Skip to main content

hackagent.attacks.techniques.base

Base class for attack technique implementations.

This module provides BaseAttack, the abstract base class for all attack technique implementations. Techniques focus purely on attack algorithms and evaluation, without knowledge of server integration.

Architecture: HackAgent → AttackOrchestrator → BaseAttack → Pipeline stages

Attack techniques are organized in: techniques/advprefix/attack.py - AdvPrefixAttack techniques/baseline/attack.py - BaselineAttack techniques/pair/attack.py - PAIRAttack

Each technique:

  • Extends BaseAttack
  • Implements run() method with attack logic
  • Uses objectives from attacks/objectives/ for evaluation
  • Returns results in appropriate format (DataFrame, dict, etc.)

The orchestration layer (attacks/orchestrator.py) handles server integration, allowing techniques to focus solely on attack algorithms.

BaseAttack Objects

class BaseAttack(abc.ABC)

Abstract base class for attack technique implementations.

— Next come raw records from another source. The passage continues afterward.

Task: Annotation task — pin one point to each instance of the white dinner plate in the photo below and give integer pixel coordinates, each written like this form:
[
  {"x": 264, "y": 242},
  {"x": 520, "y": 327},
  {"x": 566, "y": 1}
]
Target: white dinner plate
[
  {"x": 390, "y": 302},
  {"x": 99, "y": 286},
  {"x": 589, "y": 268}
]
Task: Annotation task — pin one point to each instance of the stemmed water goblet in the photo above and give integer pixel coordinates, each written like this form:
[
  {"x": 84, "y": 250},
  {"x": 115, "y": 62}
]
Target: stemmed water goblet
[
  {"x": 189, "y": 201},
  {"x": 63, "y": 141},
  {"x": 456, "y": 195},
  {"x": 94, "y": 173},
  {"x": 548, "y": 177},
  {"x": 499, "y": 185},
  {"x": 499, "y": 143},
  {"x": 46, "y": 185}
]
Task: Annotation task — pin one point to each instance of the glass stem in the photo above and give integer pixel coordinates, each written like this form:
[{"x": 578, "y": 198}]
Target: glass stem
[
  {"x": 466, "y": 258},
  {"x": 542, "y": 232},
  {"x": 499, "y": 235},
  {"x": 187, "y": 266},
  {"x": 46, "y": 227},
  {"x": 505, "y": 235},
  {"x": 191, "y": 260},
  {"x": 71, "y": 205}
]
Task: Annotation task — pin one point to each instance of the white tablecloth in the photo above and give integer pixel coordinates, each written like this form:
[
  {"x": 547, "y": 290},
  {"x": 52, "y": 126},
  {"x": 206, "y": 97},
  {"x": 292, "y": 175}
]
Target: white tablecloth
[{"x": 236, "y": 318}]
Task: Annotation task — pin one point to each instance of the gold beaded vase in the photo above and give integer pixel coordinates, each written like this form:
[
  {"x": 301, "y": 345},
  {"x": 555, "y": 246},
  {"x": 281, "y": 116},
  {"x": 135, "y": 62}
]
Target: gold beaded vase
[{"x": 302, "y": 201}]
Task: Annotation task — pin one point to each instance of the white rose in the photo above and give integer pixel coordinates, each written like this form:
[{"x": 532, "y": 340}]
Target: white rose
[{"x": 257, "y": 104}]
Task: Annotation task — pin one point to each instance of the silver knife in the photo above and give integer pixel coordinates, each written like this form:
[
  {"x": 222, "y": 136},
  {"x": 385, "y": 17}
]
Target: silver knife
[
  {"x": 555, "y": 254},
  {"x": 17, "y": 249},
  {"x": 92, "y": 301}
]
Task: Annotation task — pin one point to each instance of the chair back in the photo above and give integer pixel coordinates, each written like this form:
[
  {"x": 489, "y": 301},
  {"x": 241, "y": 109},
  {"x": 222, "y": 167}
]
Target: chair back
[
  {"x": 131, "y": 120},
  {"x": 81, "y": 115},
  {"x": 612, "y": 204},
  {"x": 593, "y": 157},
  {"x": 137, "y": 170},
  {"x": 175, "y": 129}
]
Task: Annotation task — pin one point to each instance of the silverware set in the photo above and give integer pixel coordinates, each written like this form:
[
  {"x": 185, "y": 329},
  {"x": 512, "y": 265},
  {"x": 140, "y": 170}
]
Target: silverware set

Provides common infrastructure that all attacks need:

  • Configuration management (merging with defaults)
  • Logging setup
  • Run directory management
  • Tracking initialization
  • Parent result creation
  • Pipeline execution framework

Subclasses only need to:

  1. Define DEFAULT_CONFIG in their module
  2. Implement _validate_config() for specific validation
  3. Implement _get_pipeline_steps() to define their attack pipeline
  4. Implement _build_step_args() if custom argument handling needed

Attributes:

  • config - Merged configuration dictionary
  • client - Authenticated HackAgent client
  • agent_router - Target agent router for queries
  • logger - Logger instance for this attack
  • run_id - Unique run identifier
  • run_dir - Output directory for this run
  • coordinator - TrackingCoordinator for unified tracking
  • tracker - StepTracker for execution tracking (alias for coordinator.step_tracker)

__init__

def __init__(config: Dict[str, Any],
client: Any = None,
agent_router: Any = None,
**kwargs)

Initialize attack implementation with common setup.

Arguments:

  • config - Attack configuration (will be merged with DEFAULT_CONFIG)
  • client - Authenticated HackAgent client
  • agent_router - Target agent router
  • **kwargs - Additional technique-specific parameters

run

@abc.abstractmethod
def run(**kwargs) -> Any

Execute the attack technique.

This method should:

  1. Initialize tracking with self._initialize_coordinator()
  2. Define pipeline with self._get_pipeline_steps()
  3. Execute pipeline with self._execute_pipeline()
  4. Finalize with coordinator.finalize_all_goals() and coordinator.finalize_pipeline()
  5. Return results

Arguments:

  • **kwargs - Technique-specific parameters (e.g., goals, prompts)

Returns:

Attack results (format varies by implementation)